The NZRDA also highlighted the need for security of employment for emerging specialists. There is currently no guarantee of employment for those training as specialists in New Zealand.
Calls for honest conversations
Lester Levy replaced the government agency’s board amid concerns around oversight. (Source: 1News)
Dalton said the promised benefits of disestablishing district health boards (DHBs) to create Te Whatu Ora, such as making sure health staff were placed where the need was greatest, did not eventuate.
But, she said, there is some good workforce planning starting to be done now.
Health Minister Reti told reporters this week that the health workforce was a "prime issue" for the Government and a workforce plan would be released “in about another month or so”.
Those comments came as Reti deflected questions around his assertion that Health NZ Te Whatu Ora had previously been operating with 14 layers of management.
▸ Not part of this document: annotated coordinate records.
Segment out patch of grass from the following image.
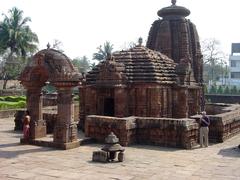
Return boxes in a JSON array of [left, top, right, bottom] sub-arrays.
[[0, 101, 26, 109], [0, 96, 26, 110]]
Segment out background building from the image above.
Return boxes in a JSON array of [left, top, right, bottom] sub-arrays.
[[229, 43, 240, 86]]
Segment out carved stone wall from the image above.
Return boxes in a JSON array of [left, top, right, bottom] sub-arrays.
[[85, 115, 198, 149]]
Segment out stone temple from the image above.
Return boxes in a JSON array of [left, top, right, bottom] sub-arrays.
[[20, 0, 240, 149], [79, 1, 204, 147]]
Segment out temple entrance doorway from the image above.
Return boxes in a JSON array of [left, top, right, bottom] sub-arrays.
[[104, 98, 114, 116]]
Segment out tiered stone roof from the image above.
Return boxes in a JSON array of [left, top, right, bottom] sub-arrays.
[[86, 45, 176, 84]]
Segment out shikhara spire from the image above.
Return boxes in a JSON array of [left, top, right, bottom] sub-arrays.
[[172, 0, 177, 6]]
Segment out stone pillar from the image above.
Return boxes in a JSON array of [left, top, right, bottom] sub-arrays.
[[27, 87, 46, 139], [78, 86, 86, 130], [53, 87, 77, 144]]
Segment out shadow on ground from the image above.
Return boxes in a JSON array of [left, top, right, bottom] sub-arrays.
[[218, 146, 240, 158]]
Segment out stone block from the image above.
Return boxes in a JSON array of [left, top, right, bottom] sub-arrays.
[[92, 151, 108, 162]]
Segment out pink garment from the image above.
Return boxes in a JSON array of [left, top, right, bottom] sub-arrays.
[[23, 124, 30, 139]]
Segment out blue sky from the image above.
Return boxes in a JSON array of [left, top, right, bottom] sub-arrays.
[[0, 0, 240, 59]]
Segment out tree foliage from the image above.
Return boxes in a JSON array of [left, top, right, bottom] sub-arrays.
[[93, 41, 113, 61], [202, 39, 228, 82], [72, 56, 91, 73], [0, 7, 38, 89]]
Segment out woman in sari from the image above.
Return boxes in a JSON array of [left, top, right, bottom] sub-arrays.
[[23, 110, 31, 139]]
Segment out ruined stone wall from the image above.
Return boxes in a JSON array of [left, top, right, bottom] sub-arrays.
[[85, 116, 198, 149], [192, 104, 240, 142], [209, 110, 240, 142], [85, 115, 136, 146]]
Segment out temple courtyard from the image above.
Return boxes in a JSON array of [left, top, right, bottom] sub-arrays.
[[0, 118, 240, 180]]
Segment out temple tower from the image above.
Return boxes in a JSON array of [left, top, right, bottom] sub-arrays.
[[147, 0, 203, 84]]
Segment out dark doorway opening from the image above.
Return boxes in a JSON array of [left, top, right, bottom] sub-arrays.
[[104, 98, 114, 116]]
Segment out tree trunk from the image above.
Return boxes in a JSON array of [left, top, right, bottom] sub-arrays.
[[3, 79, 8, 89]]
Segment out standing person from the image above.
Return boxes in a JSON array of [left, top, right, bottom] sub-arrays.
[[200, 111, 210, 147], [23, 110, 31, 140]]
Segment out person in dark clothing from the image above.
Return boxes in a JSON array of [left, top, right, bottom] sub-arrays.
[[200, 111, 210, 147]]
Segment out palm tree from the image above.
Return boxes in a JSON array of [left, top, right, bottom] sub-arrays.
[[0, 7, 38, 88], [93, 41, 113, 61]]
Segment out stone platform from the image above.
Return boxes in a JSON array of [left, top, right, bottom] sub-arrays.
[[20, 131, 94, 150], [0, 118, 240, 180]]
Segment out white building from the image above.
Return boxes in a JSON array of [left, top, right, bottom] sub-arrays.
[[228, 43, 240, 86]]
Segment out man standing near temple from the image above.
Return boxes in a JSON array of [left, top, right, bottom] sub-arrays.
[[200, 111, 210, 147]]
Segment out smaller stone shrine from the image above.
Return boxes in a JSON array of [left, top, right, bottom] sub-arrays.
[[92, 132, 125, 162], [20, 47, 81, 149]]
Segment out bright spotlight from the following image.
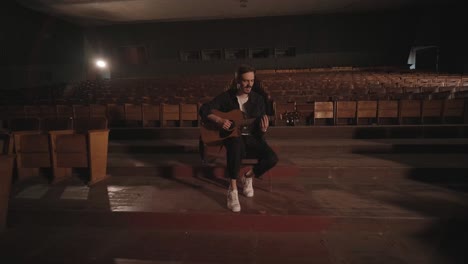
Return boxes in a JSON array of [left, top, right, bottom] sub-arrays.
[[96, 60, 107, 68]]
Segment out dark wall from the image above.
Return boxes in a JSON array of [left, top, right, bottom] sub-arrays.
[[85, 10, 414, 77], [0, 1, 84, 89]]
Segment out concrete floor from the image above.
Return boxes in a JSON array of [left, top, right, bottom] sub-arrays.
[[0, 136, 468, 264]]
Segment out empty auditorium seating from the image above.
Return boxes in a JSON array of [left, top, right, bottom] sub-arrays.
[[73, 117, 108, 133], [442, 99, 466, 124], [400, 100, 421, 124], [141, 104, 161, 127], [377, 100, 399, 124], [296, 103, 315, 125], [7, 117, 41, 131], [273, 102, 296, 126], [335, 101, 357, 125], [356, 101, 377, 125], [314, 102, 335, 125], [13, 131, 51, 180], [421, 100, 444, 124], [0, 154, 14, 232], [179, 103, 199, 127], [161, 104, 180, 127]]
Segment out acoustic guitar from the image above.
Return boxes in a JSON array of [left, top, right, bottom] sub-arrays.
[[200, 109, 272, 145]]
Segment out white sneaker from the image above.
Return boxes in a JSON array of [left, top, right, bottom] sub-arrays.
[[228, 190, 240, 213], [242, 177, 253, 197]]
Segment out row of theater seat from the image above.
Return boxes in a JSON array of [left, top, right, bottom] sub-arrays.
[[0, 104, 199, 127], [0, 129, 109, 184], [0, 129, 109, 230], [0, 99, 468, 129], [274, 99, 468, 125]]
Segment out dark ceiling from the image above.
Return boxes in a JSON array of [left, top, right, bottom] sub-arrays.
[[17, 0, 459, 25]]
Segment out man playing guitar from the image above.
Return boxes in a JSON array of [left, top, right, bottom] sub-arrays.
[[200, 65, 278, 212]]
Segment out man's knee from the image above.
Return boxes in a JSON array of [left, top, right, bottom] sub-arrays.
[[267, 152, 279, 167]]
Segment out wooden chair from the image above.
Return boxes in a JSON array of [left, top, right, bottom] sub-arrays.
[[141, 104, 161, 127], [89, 104, 107, 118], [356, 101, 377, 125], [377, 100, 399, 125], [107, 104, 125, 127], [314, 102, 335, 125], [399, 100, 421, 124], [161, 104, 180, 127], [0, 154, 14, 232], [8, 117, 41, 131], [273, 101, 296, 126], [73, 105, 91, 119], [41, 118, 73, 132], [421, 100, 444, 124], [198, 142, 273, 192], [296, 103, 315, 125], [335, 101, 357, 125], [13, 131, 51, 180], [179, 103, 199, 127], [56, 105, 74, 118], [442, 99, 465, 124], [124, 104, 143, 126], [73, 117, 108, 133], [50, 129, 109, 185]]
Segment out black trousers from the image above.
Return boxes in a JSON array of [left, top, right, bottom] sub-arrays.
[[224, 135, 278, 179]]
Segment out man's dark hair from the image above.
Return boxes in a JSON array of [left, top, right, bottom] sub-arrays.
[[236, 64, 255, 79]]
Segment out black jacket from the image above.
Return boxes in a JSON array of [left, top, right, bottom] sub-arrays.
[[199, 89, 265, 136]]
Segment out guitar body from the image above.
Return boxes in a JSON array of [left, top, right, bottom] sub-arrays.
[[200, 109, 244, 145]]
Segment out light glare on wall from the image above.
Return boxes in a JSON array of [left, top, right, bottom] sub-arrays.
[[96, 60, 107, 68]]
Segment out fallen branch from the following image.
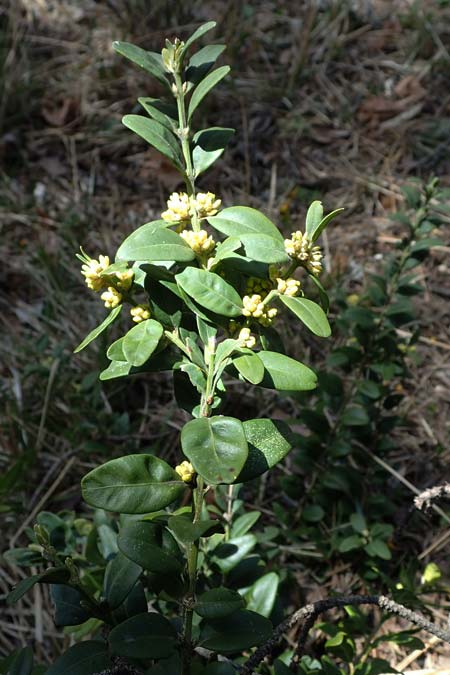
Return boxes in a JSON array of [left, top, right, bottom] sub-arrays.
[[240, 595, 450, 675], [414, 483, 450, 510]]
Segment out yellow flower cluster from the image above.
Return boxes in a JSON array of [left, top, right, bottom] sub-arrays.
[[175, 461, 195, 483], [161, 192, 222, 223], [277, 277, 300, 298], [130, 305, 150, 323], [81, 255, 110, 292], [237, 328, 256, 349], [181, 230, 216, 255], [100, 286, 122, 309], [242, 293, 278, 326], [284, 230, 323, 277]]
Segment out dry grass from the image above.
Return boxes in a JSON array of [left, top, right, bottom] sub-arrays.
[[0, 0, 450, 665]]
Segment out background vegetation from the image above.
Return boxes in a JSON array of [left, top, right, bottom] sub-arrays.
[[0, 0, 450, 673]]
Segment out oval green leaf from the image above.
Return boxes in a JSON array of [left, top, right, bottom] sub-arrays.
[[81, 455, 185, 514], [280, 295, 331, 337], [181, 415, 248, 485]]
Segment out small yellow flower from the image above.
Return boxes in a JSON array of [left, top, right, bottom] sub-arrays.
[[116, 270, 134, 291], [161, 192, 191, 223], [191, 192, 222, 218], [100, 286, 122, 309], [130, 305, 150, 323], [175, 461, 195, 483], [237, 328, 256, 349], [81, 255, 110, 291], [284, 230, 323, 277], [276, 278, 300, 298], [181, 230, 216, 255]]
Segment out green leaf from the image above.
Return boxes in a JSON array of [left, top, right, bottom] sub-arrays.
[[233, 352, 264, 384], [123, 319, 164, 367], [73, 305, 123, 354], [50, 584, 92, 628], [113, 40, 170, 87], [6, 567, 70, 605], [138, 96, 178, 132], [188, 66, 230, 121], [200, 609, 272, 654], [185, 45, 225, 91], [194, 588, 245, 619], [122, 115, 183, 171], [181, 415, 248, 485], [81, 454, 185, 514], [108, 612, 177, 659], [117, 521, 182, 574], [167, 516, 221, 545], [116, 221, 195, 262], [175, 267, 242, 316], [245, 572, 280, 618], [46, 640, 111, 675], [305, 201, 323, 239], [192, 127, 234, 176], [280, 295, 331, 337], [207, 206, 284, 242], [182, 21, 217, 54], [103, 551, 142, 609], [236, 419, 292, 483], [240, 234, 289, 264], [258, 351, 317, 391]]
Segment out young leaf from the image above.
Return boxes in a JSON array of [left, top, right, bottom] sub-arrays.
[[117, 521, 182, 574], [122, 115, 183, 171], [175, 267, 242, 316], [200, 609, 272, 654], [116, 221, 195, 262], [188, 66, 230, 121], [181, 415, 248, 485], [258, 351, 317, 391], [192, 127, 234, 176], [113, 40, 170, 88], [280, 295, 331, 337], [73, 305, 123, 354], [45, 640, 111, 675], [122, 319, 163, 367], [103, 551, 142, 609], [207, 206, 284, 242], [81, 454, 185, 513], [108, 612, 177, 659], [236, 419, 292, 483], [194, 588, 245, 619]]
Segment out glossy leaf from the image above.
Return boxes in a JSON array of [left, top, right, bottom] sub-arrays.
[[200, 609, 272, 654], [108, 612, 177, 659], [117, 521, 182, 574], [236, 419, 292, 483], [245, 572, 280, 618], [46, 640, 111, 675], [192, 127, 234, 176], [113, 40, 170, 87], [122, 319, 163, 367], [280, 295, 331, 337], [104, 551, 142, 609], [181, 415, 248, 485], [122, 115, 183, 171], [175, 267, 242, 316], [73, 305, 123, 354], [258, 351, 317, 391], [116, 221, 195, 262], [233, 352, 264, 384], [207, 206, 284, 242], [188, 66, 230, 121], [81, 454, 185, 514], [194, 588, 245, 619]]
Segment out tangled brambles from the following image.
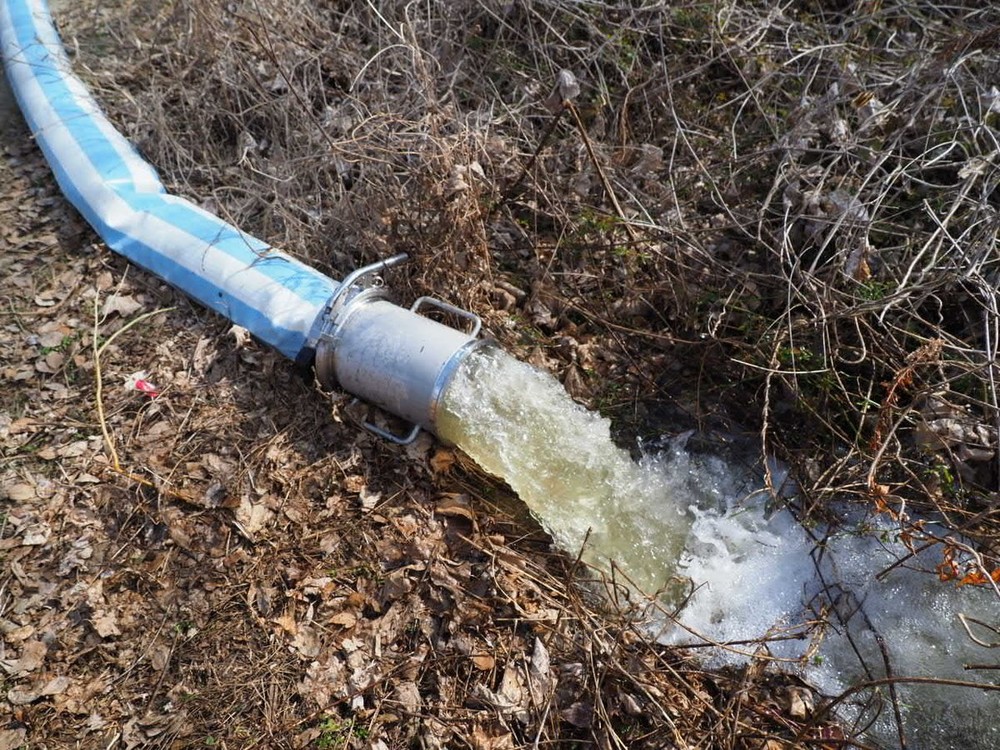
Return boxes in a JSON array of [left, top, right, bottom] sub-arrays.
[[0, 0, 1000, 750]]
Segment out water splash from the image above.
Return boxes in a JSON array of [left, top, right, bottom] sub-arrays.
[[438, 348, 692, 591], [438, 349, 1000, 750]]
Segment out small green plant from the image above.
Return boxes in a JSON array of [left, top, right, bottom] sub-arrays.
[[315, 716, 369, 750]]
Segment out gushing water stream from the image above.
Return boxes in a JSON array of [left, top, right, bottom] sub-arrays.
[[438, 349, 1000, 750]]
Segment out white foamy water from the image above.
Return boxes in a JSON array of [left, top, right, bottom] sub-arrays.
[[439, 350, 1000, 750], [438, 348, 692, 591]]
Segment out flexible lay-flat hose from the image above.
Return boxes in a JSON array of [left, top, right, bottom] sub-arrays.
[[0, 0, 339, 363]]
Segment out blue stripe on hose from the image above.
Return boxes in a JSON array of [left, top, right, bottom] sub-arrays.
[[45, 152, 308, 361], [1, 0, 337, 359]]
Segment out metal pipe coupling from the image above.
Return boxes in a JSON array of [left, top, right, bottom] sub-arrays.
[[316, 255, 486, 444]]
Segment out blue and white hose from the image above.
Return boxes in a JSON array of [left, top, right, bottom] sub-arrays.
[[0, 0, 483, 442], [0, 0, 339, 363]]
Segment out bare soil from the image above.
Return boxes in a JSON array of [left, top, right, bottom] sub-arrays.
[[0, 0, 1000, 750]]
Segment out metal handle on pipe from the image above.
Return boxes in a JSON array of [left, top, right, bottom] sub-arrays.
[[410, 297, 483, 338]]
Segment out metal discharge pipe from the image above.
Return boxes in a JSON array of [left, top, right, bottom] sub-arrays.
[[0, 0, 481, 442]]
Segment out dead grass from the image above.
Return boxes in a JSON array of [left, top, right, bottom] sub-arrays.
[[0, 0, 1000, 750]]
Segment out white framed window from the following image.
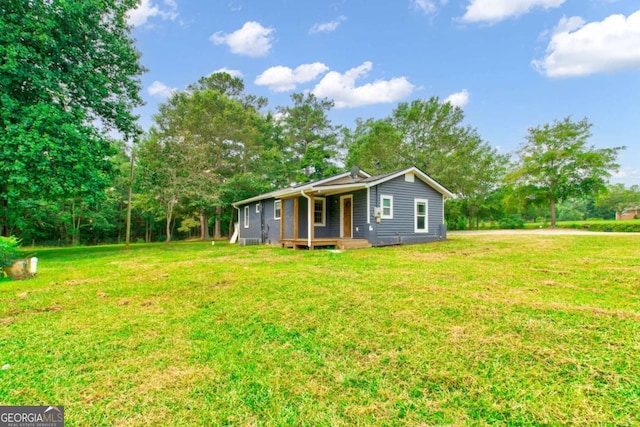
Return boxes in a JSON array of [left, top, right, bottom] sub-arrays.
[[273, 200, 282, 219], [414, 199, 429, 233], [380, 195, 393, 219], [313, 197, 327, 227]]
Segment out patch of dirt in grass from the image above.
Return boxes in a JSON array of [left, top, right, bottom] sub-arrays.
[[540, 280, 604, 294], [60, 278, 106, 286], [529, 268, 571, 276], [0, 317, 16, 326]]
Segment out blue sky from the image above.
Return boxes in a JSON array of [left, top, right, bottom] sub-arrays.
[[129, 0, 640, 185]]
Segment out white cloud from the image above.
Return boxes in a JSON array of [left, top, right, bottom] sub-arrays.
[[147, 80, 178, 98], [532, 10, 640, 77], [444, 89, 469, 108], [462, 0, 566, 23], [127, 0, 178, 27], [312, 61, 414, 108], [254, 62, 329, 92], [309, 16, 347, 34], [210, 21, 275, 57], [411, 0, 436, 13], [211, 67, 242, 77]]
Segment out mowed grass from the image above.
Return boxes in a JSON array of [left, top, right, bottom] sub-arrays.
[[0, 235, 640, 426]]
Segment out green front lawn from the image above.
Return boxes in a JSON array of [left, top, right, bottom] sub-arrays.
[[0, 235, 640, 426]]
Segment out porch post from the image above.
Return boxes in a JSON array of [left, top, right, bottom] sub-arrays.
[[293, 197, 298, 241], [307, 194, 316, 249], [280, 199, 287, 248]]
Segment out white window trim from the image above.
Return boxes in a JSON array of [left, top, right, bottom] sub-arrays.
[[273, 200, 282, 219], [380, 194, 393, 219], [413, 199, 429, 233], [313, 197, 327, 227]]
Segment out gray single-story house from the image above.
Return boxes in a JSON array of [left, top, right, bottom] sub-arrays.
[[233, 167, 452, 249]]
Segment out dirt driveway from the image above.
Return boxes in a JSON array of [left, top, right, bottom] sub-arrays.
[[447, 228, 640, 238]]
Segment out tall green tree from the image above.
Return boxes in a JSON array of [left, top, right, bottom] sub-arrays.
[[508, 117, 624, 227], [345, 97, 507, 227], [140, 73, 265, 242], [0, 0, 144, 234], [278, 93, 338, 182], [596, 184, 640, 218]]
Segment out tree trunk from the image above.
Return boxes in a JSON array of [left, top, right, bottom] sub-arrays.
[[125, 151, 135, 248], [0, 196, 9, 237], [200, 213, 211, 240], [213, 206, 222, 239], [71, 200, 82, 246], [164, 201, 173, 245]]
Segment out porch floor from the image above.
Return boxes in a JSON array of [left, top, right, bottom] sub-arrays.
[[280, 237, 371, 249]]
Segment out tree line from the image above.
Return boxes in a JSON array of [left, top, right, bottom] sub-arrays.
[[0, 0, 640, 244]]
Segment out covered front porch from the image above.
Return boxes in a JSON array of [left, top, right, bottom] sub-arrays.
[[280, 237, 371, 250], [279, 191, 371, 249]]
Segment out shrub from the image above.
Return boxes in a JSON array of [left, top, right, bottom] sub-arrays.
[[500, 215, 524, 230], [0, 236, 20, 267]]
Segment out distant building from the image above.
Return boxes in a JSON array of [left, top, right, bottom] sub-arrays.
[[616, 206, 640, 219]]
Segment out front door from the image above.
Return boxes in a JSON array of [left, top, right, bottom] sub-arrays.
[[340, 196, 353, 237]]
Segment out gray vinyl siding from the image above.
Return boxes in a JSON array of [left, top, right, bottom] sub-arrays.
[[369, 175, 444, 246]]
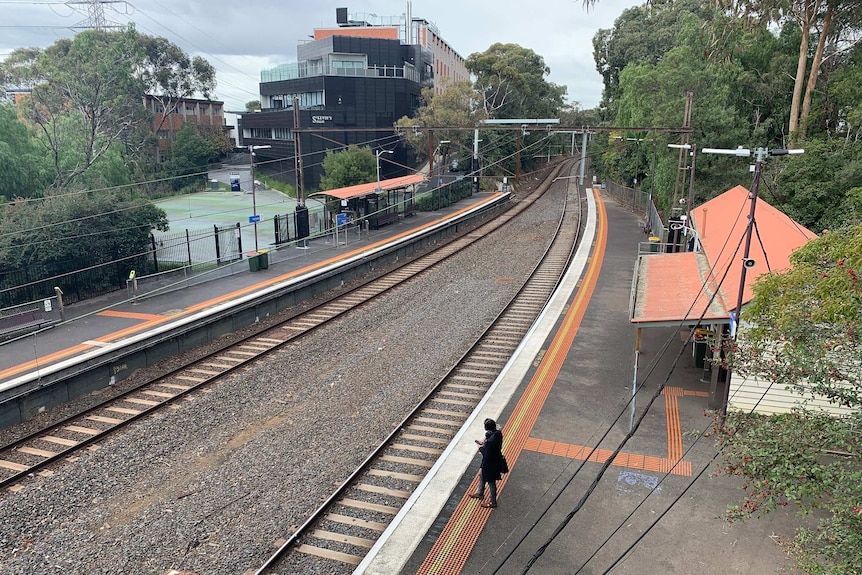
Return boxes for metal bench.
[0,308,53,338]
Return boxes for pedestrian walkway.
[357,190,792,575]
[0,193,499,389]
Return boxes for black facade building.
[238,32,434,194]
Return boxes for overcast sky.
[0,0,643,111]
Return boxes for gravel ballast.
[0,184,565,575]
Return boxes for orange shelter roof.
[630,186,817,325]
[309,174,425,200]
[631,252,728,325]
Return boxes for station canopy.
[629,186,817,327]
[309,174,425,200]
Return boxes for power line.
[522,227,756,573]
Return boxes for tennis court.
[153,190,323,263]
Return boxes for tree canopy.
[722,224,862,574]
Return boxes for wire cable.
[480,188,756,573]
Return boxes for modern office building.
[238,2,468,192]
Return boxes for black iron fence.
[0,223,242,308]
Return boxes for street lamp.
[248,146,272,251]
[375,150,395,194]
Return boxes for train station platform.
[0,192,504,393]
[354,193,792,575]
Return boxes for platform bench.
[0,309,53,337]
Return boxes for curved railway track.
[254,164,582,575]
[0,162,571,492]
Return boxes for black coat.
[479,429,503,479]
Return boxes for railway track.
[249,164,582,575]
[0,160,580,492]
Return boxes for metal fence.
[602,182,667,242]
[150,223,242,273]
[0,290,64,341]
[0,254,153,307]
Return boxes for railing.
[260,63,419,83]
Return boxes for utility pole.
[293,97,305,206]
[702,147,805,424]
[670,92,694,215]
[248,146,272,251]
[66,0,128,30]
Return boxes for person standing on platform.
[470,418,503,509]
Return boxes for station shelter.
[629,186,817,412]
[310,174,425,230]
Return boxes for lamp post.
[248,146,272,251]
[375,150,395,194]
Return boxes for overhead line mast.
[66,0,127,30]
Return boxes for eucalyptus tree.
[395,80,488,169]
[721,225,862,575]
[3,28,146,189]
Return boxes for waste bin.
[245,252,260,272]
[692,328,709,369]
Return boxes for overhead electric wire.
[522,226,756,574]
[600,362,775,575]
[480,190,756,574]
[573,240,771,575]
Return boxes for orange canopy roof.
[630,186,817,325]
[309,174,425,200]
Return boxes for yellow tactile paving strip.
[96,309,165,320]
[417,188,607,575]
[524,387,709,477]
[0,196,502,381]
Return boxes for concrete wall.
[0,200,509,428]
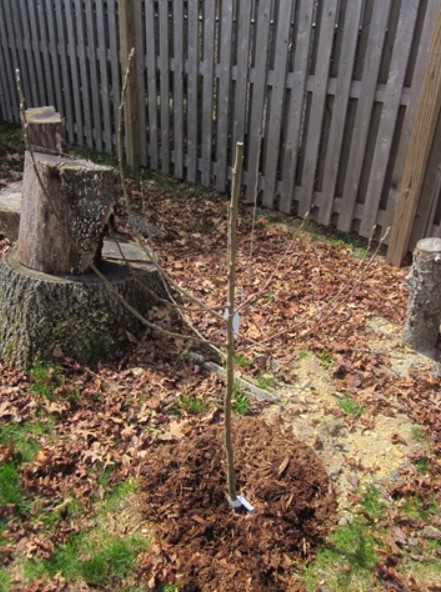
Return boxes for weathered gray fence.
[0,0,441,251]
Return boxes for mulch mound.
[141,417,336,592]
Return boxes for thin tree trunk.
[224,142,243,504]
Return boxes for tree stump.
[0,107,164,367]
[403,238,441,356]
[25,107,66,154]
[17,152,116,275]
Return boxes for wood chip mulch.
[141,417,336,592]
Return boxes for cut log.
[0,251,164,368]
[403,238,441,356]
[18,152,116,275]
[25,107,66,154]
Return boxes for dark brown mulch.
[141,417,336,592]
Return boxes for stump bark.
[403,238,441,356]
[18,152,116,275]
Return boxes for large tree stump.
[403,238,441,356]
[18,152,116,275]
[0,246,164,368]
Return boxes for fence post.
[386,9,441,267]
[118,0,141,167]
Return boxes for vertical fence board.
[107,0,121,146]
[37,0,55,106]
[85,2,103,151]
[133,0,148,166]
[359,0,418,236]
[262,0,295,207]
[14,0,39,107]
[388,0,439,210]
[64,0,84,146]
[96,0,113,152]
[0,2,17,122]
[145,0,159,170]
[231,0,251,153]
[173,0,184,179]
[6,0,33,105]
[159,0,170,174]
[201,0,216,186]
[216,0,233,191]
[298,0,338,218]
[187,0,199,183]
[318,0,363,225]
[338,0,390,232]
[246,0,271,201]
[279,0,313,213]
[24,0,48,105]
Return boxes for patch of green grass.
[0,568,11,592]
[401,495,438,522]
[0,417,53,464]
[337,396,363,417]
[36,497,84,532]
[256,372,277,391]
[319,349,335,370]
[24,533,147,586]
[181,395,209,415]
[231,382,250,415]
[99,478,136,514]
[0,462,29,514]
[303,520,377,592]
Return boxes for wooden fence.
[0,0,441,254]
The Government sacked Health NZ’s board last month and replaced it with a commissioner, Professor Lester Levy, due to concerns around oversight and overspend.
Dalton said ASMS members would like to see more honesty in health leaders’ comments around the current system.
“[They could say] ‘we understand the reasons why people are having to wait so long for care,’” she said.
“It’s not because we’re not being productive, it is because we don't have enough staff to beds, or it is because we don't have enough operating theatres.
“It's not because of the clinicians doing the work; they're working their guts out and every time some statement comes out suggesting that we could just be more efficient or more productive in the health system, it's like another kick in the guts to the guys out there trying to do that work.”
Prime Minister Christopher Luxon said on Monday that situations like the one that took place at Dargaville Hospital were "incredibly challenging".
"I know there's lots of other pressures in the health care system as well, so I'm not admitting, I'm not saying that the system is perfect by any stretch but what I am saying to you is that we understand that and we are working incredibly hard to make sure that ... we put more staffing into our healthcare system, we have clear targets about what is actually expected from the system ... and we make sure we continue to grow our workforce.”
Putting money where their mouth is

Dalton said more needs to be done to incentivise doctors right across the health workforce.
“Primary and preventive care is where we get the biggest health wins long term, so how can we incentivize people to train as GPs?” she said.
A Te Whatu Ora briefing to the Health Minister in January said New Zealand is nearly 500 GPs short of what it needs. That number is expected to surpass 1000 in the next decade.
“How can we bring more job satisfaction back? How can we support people and make working as a GP in a community an attractive, positive thing,” Dalton said.
“Let's look at where we have the greatest need and let's incentivise people to pick up those training pathways.”
Dalton said people might find it odd that doctors need to be better paid given what they might be earning already.
“But I think most New Zealanders also understand that training to be a doctor is gruelling – it takes a long time and not everybody makes it,” she said.
“And the most important thing if you or a loved one is sick or is in an accident and needs care is you just want to know there are the people available to see them.”